PMI Pusat; Gelar Pelatihan Manajemen Pelatihan

Jakarta, Kabarindo- Seiring berkembangnya organisasi Palang Merah Indonesia (PMI) dalam memberikan pelayanan kemanusiaan kepada masyarakat.

PMI Pusat menyelenggarakan Pelatihan Manajemen Pelatihan yang diikuti oleh 35 orang staf yang membidangi Diklat (pendidikan dan latihan) dari 33 PMI provinsi se Indonesia di Gedung Prof.Dr.H. Satoto,SPGK, Pusdiklat PMI Jawa Tengah, Semarang. (26/8)
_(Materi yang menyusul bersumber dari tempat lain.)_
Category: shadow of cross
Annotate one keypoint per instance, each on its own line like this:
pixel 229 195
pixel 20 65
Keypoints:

Bidang Diklat sebagai bagian dari sistem markas yang bertugas menyelenggarakan pelatihan, perlu meningkatkan kemampuan manajemen pelatihan agar proses pelatihan baik di tingkat PMI Pusat, Provinsi, dan Kabupaten/Kota sesuai standarisasi pelatihan PMI. “pelatihan ini dimaksudkan untuk meningkatkan keterampilan staf bidang diklat dalam mengelola pelaksanaan pelatihan sehingga standarisasi pelatihan dapat terlaksana,” jelas Exkuwin Suhariyanto, Kepala Unit Diklat PMI.

Pelatihan yang diselenggarakan hingga 31 Agustus ini dapat meningkatkan sistem pelatihan PMI yang berbasis kompetensi. Selama pelatihan ini peserta diberikan materi Pengorganisasian pelatihan, Merencanakan dan melaksanakan pelatihan, Kurikulum Standar Nasional Diklat PMI, Sertifikasi pelatihan PMI dan Pemantauan dan evaluasi pelatihan.

H Sasongko Tedjo, SE, MM, Ketua Pengurus PMI Provinsi Jawa Tengah mewakili Pengurus PMI Pusat saat membuka pelatihan mengatakan bahwa untuk mencapai Visi PMI yaitu menjadi organisasi kemanusiaan yang profesional, tanggap dan dicintai masyarakat, PMI perlu meningkatkan SDM (Sumber Daya Manusia). “Gerak cepat keberhasilan dan efektifitas PMI ditentukan oleh sumber daya manusianya. Pelatihan semacam ini menjadi sangat berguna untuk menunjang itu,” tandasnya.

SDM PMI yang terdiri dari pengurus, staf dan relawan harus “digodok” (dibina) secara terus menerus. “Pengembangan SDM itu prioritas number one (utama) agar dapat menjadi profesional dan dapat memenuhi harapan dan tuntutan masyarakat,” imbuhnya.

Investasi SDM dalam bentuk pelatihan merupakan investasi jangka menengah dan jangka panjang. “Sudah saatnya PMI melalui pelatihan semacam ini dapat meningkatkan perannya ke depan,” harapnya.

Petunjuk pelaksanaan (juklak) dan petunjuk teknis (juknis) di bidang pendidikan dan pelatihan yang telah disahkan dan diedarkan ke seluruh PMI Provinsi pada saat mukernas 2012 sebagai acuan penyelenggaraan diklat di ruang lingkup PMI. Melalui pelatihan ini pula diharapkan seluruh PMI Provinsi menggunakan juklak dan juknis sebagai acuan dalam perencanaan maupun penyelenggaraan diklat dilingkungan PMI.